El Gobierno ha privatizado el desempleo en este país al ceder la intermediación laboral a las agencias privadas de colocación con ánimo de lucro, que tendrán además competencias que afectarán a las prestaciones de desempleo de los trabajadores. En este sentido, previo convenio de colaboración con los Servicios Públicos de Empleo, tendrán las siguientes competencias:
– El control del trabajador que percibe prestaciones por desempleo. Deberá acudir cuando lo requiera la agencia privada y acreditar que ha comparecido en el lugar y fecha indicados para cubrir las ofertas de empleo si no desea incurrir en una infracción.
– Determinar los trabajos de colaboración social, programas de empleo o acciones de promoción, formación o reconversión profesionales que debe realizar el desempleado beneficiario de prestaciones. En caso contrario, podrá incurrir en infracción grave, con la consiguiente pérdida o extinción de las prestaciones por desempleo.
– Determinar cuál es la oferta de empleo adecuada que el desempleado está obligado a aceptar y cuyo rechazo conlleva la pérdida o extinción de las prestaciones por desempleo.
A juicio de UGT, el Gobierno en lugar de modernizar y reforzar los Servicios Públicos de Empleo, tal y como le viene pidiendo desde hace tiempo (En Europa, hay un empleado de los SPES por cada 50 personas desempleadas, mientras en España hay uno por cada 200 personas) ha optado por el atajo, haciendo más vulnerables a los trabajadores desempleados, que pasan a ser objeto de negocio.
El sindicato duda, además, que el Gobierno pueda poner en marcha los mecanismos necesarios para controlar y regular la actuación de las agencias privadas de empleo, puesto que si no hay recursos, ni humanos, ni materiales, la pregunta es cómo va a hacer ese control o regulación. Por eso, UGT venía planteando que cualquier proceso de dar entrada a las agencias de empleo tenía que pasar, en primer lugar, por reforzar los Servicios Públicos, algo que no se hace.
Para ello deberían incrementarse notablemente la dotación presupuestaria de los Servicios Públicos de Empleo, para atender las labores de intermediación laboral. El gasto público destinado a estos SPE supone el 0,10% del PIB en nuestro país, mientras en Alemania o los Países Bajos, donde participan las agencias privadas de colocación en la intermediación laboral, el gasto público se eleva al 0,28 y 0,33% del PIB, respectivamente.
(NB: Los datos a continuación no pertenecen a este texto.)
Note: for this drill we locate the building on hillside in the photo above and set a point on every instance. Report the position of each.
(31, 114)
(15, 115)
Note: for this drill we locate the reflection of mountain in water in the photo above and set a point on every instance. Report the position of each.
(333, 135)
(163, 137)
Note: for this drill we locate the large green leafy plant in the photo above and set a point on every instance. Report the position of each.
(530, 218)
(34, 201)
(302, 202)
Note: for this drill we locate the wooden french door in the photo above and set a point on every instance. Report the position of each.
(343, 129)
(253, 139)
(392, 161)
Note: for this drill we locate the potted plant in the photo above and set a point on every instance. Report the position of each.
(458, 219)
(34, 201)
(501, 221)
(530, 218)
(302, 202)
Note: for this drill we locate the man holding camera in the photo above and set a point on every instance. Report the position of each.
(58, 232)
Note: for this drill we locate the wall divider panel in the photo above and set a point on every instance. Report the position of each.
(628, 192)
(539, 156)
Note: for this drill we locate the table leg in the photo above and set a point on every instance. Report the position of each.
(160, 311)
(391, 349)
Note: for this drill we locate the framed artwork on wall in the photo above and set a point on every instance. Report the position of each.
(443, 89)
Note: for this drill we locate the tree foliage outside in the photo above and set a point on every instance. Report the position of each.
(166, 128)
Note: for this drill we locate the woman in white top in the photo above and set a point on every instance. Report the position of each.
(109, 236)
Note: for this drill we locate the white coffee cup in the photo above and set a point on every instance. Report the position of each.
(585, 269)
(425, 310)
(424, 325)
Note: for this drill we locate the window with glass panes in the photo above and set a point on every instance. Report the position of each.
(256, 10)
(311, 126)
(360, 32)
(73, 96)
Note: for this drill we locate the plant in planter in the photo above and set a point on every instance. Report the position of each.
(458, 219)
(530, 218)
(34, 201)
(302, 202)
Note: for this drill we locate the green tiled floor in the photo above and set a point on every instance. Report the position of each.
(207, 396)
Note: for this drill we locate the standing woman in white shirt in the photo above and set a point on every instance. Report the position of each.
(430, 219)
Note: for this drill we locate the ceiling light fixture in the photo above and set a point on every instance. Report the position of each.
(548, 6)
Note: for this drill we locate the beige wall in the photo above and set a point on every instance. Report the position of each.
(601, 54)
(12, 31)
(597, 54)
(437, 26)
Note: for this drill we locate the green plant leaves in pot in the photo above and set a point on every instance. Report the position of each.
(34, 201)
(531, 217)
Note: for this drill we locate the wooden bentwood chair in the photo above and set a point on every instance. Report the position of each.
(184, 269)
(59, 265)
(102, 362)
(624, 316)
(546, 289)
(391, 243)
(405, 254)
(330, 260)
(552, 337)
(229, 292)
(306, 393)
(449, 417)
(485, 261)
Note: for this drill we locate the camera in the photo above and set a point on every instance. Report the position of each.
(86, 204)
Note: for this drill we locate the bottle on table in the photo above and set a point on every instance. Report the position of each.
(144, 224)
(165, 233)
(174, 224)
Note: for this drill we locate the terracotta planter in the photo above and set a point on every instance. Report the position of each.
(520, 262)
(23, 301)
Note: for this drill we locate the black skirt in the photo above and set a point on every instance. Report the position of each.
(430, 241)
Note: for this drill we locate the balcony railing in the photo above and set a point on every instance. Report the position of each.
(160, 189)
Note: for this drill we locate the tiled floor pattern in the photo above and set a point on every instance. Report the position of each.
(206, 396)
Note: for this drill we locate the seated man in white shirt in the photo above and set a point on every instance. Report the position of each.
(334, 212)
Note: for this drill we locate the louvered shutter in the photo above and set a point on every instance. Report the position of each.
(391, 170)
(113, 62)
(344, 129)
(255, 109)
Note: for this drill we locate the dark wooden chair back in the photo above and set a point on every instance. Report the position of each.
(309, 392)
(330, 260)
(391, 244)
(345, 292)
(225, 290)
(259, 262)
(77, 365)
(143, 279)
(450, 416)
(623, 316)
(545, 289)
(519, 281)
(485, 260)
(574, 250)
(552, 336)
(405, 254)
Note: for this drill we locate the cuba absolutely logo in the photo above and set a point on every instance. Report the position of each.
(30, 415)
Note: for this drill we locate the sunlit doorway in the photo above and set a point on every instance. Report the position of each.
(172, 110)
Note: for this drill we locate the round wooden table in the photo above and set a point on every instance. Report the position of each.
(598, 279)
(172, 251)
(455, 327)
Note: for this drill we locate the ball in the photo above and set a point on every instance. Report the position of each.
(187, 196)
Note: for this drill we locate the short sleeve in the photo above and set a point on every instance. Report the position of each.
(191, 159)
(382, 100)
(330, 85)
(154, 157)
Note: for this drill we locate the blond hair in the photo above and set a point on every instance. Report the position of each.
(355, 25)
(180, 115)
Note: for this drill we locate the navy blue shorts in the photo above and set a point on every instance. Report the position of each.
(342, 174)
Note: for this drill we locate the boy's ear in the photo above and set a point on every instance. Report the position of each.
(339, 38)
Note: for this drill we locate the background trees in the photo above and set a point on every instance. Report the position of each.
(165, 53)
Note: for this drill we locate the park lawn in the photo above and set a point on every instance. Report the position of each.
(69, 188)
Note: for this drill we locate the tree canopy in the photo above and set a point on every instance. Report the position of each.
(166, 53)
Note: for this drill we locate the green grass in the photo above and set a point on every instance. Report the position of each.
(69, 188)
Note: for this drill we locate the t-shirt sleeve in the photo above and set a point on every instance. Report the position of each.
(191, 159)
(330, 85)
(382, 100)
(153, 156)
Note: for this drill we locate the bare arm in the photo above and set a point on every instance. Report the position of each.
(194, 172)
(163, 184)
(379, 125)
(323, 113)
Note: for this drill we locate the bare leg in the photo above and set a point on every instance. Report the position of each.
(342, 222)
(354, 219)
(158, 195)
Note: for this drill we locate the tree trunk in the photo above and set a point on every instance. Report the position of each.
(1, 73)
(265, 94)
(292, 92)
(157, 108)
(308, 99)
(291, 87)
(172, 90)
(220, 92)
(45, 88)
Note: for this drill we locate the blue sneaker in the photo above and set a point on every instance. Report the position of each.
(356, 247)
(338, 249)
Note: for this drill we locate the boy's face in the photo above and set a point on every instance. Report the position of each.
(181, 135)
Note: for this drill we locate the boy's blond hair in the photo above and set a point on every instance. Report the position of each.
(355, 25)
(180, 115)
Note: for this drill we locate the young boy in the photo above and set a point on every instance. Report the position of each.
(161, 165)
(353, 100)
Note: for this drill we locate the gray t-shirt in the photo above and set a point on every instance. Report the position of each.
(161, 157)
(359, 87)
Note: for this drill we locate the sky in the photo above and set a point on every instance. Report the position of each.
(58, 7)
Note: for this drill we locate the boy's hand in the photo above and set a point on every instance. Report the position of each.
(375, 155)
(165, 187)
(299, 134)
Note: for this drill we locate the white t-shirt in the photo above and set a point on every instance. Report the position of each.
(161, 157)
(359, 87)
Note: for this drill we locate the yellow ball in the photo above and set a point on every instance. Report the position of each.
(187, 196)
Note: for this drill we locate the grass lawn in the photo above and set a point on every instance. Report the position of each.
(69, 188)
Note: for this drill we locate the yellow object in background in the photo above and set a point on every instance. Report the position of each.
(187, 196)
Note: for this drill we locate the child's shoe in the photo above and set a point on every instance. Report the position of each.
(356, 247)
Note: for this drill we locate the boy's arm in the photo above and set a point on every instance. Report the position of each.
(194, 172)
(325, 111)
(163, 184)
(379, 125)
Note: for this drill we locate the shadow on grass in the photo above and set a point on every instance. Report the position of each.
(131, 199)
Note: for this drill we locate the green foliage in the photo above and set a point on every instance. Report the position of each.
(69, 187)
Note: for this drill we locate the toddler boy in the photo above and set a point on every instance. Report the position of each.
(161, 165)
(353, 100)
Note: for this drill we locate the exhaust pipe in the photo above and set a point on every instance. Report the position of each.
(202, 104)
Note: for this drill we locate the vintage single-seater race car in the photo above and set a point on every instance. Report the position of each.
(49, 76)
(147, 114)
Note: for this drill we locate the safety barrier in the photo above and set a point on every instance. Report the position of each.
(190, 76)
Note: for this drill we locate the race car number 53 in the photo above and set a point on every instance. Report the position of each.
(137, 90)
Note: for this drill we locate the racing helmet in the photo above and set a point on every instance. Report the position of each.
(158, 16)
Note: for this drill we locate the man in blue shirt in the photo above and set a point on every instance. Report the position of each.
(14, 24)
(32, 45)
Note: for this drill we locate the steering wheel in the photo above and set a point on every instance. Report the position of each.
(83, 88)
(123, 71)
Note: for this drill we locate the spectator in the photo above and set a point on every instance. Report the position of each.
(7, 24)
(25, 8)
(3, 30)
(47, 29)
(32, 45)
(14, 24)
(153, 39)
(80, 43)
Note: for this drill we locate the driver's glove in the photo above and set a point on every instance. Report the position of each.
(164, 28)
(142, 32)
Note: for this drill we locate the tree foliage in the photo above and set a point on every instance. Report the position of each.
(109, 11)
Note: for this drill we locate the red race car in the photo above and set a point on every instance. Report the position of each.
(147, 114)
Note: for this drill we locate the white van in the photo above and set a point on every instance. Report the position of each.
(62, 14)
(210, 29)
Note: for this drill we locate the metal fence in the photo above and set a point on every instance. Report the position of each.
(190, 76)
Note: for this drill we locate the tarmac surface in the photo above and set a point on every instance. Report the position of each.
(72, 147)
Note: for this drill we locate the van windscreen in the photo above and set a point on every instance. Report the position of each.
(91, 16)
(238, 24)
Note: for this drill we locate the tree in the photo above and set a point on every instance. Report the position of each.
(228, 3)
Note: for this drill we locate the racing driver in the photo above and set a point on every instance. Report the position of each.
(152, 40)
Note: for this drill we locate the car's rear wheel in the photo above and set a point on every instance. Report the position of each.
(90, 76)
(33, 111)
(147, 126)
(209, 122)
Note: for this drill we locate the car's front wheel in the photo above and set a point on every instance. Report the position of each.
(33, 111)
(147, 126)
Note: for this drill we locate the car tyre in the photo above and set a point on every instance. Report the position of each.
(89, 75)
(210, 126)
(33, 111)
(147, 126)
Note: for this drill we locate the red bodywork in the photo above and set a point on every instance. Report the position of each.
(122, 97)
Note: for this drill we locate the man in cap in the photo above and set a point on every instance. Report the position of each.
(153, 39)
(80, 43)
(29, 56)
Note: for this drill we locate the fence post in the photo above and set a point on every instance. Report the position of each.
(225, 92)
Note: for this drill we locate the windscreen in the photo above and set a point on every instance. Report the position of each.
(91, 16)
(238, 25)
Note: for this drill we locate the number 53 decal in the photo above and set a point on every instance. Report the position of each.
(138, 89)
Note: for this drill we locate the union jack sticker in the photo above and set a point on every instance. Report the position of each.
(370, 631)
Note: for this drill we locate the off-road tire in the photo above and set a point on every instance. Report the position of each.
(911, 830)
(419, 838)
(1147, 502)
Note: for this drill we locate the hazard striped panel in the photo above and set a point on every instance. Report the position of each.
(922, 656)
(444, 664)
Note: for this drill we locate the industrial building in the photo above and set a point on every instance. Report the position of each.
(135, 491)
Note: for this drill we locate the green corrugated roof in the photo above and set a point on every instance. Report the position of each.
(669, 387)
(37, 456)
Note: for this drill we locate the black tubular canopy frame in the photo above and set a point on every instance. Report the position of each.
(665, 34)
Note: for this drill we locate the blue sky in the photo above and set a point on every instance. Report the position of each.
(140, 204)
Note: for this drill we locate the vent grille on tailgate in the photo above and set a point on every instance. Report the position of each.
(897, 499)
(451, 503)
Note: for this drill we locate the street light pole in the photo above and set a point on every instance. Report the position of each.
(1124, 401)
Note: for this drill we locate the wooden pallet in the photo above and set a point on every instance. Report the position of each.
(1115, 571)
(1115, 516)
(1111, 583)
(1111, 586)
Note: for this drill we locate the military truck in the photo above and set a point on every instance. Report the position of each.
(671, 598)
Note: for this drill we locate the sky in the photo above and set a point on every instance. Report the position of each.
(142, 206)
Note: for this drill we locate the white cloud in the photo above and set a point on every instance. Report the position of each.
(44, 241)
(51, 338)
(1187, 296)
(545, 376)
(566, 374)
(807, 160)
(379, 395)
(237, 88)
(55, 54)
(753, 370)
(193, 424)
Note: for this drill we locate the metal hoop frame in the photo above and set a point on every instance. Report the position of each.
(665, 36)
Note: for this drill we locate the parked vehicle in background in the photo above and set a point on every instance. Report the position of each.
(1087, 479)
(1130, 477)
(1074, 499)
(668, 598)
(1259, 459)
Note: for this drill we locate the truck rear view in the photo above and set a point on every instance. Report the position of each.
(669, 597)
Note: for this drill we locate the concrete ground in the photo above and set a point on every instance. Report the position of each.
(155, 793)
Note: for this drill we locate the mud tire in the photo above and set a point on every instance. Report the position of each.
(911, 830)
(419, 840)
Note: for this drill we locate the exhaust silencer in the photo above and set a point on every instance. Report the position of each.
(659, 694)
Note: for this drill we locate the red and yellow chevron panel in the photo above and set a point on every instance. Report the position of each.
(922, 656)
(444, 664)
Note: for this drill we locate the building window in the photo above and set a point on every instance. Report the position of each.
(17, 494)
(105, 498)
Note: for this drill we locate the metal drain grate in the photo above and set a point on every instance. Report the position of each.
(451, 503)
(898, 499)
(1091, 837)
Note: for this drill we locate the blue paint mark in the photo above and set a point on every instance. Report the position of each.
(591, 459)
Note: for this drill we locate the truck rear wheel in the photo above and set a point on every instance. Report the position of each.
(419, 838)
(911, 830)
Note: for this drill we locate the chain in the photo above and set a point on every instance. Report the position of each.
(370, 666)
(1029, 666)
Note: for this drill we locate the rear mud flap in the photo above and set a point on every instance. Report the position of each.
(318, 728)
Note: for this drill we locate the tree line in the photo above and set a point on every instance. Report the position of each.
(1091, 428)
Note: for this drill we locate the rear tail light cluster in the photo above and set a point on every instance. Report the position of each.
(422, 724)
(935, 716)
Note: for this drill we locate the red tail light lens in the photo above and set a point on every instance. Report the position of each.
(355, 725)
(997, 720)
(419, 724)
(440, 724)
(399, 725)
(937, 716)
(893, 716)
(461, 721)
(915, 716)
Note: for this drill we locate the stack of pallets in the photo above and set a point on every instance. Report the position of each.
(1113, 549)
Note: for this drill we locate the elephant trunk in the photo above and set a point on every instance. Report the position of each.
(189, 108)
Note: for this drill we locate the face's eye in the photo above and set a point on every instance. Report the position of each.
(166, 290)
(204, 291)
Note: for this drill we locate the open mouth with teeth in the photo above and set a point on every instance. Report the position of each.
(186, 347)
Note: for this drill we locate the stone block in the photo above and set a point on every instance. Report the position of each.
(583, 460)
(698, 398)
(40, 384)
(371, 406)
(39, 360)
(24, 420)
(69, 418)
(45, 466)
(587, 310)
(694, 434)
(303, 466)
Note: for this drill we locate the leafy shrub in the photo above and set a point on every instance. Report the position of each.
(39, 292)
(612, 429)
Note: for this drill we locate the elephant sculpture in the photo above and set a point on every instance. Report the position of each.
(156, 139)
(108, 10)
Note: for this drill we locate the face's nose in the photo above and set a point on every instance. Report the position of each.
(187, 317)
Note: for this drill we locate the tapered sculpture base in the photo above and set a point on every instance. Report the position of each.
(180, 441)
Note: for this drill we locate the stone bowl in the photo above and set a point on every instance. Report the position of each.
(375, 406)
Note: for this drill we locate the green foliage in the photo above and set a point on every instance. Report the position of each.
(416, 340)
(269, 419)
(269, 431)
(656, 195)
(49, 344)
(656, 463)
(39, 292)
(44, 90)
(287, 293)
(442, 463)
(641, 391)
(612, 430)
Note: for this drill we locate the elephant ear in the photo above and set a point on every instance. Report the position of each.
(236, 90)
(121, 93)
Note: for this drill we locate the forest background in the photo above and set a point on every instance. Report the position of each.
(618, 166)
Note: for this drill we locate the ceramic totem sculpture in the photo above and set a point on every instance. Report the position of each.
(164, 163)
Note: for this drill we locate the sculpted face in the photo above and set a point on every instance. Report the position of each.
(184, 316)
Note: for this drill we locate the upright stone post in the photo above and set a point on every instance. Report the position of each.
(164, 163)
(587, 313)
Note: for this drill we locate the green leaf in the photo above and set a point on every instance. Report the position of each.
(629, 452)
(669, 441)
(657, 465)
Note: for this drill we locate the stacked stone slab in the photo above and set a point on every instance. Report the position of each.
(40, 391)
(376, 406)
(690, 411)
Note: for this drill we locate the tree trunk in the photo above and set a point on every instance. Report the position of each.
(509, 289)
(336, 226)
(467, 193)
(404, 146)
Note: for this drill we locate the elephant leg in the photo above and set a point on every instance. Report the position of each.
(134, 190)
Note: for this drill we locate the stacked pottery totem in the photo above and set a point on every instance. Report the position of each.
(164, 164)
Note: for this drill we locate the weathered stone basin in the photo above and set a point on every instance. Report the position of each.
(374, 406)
Por otra parte, con respecto a las competencias que se les asignan a las agencias de colocación, con o sin fines lucrativos, cuando firman un convenio con los Servicios públicos de Empleo para la intermediación laboral, hay que tener en cuenta que la información que se facilita por parte de un desempleado, no sólo contiene aspectos de carácter profesional sino que, en muchas ocasiones, se informa sobre aspectos de carácter personal (enfermedades, adicciones, situaciones familiares, etc.) por lo que es necesario garantizar la intimidad y esta garantía sólo se puede preservar desde el sector público. Es decir, para que esa información, de carácter personal, pueda ser conocida por agencias de colocación privadas, con o sin ánimo de lucro, debe tener como requisito previo la autorización del demandante de empleo. Tiene que ser un acto voluntario.
El sindicato alerta, por último, sobre el peligro de dualizar la intermediación laboral, puesto que se corre el riesgo de que los servicios públicos se conviertan en oficinas de asistencia social de intermediación y las agencias privadas se dediquen a colocar a los desempleados más cualificados y formados.
Por último, UGT denuncia que los sindicatos no han conocido hasta la aprobación del Real Decreto-Ley esta regulación tan detallada y exhaustiva sobre el papel de las agencias privadas de colocación con ánimo de lucro.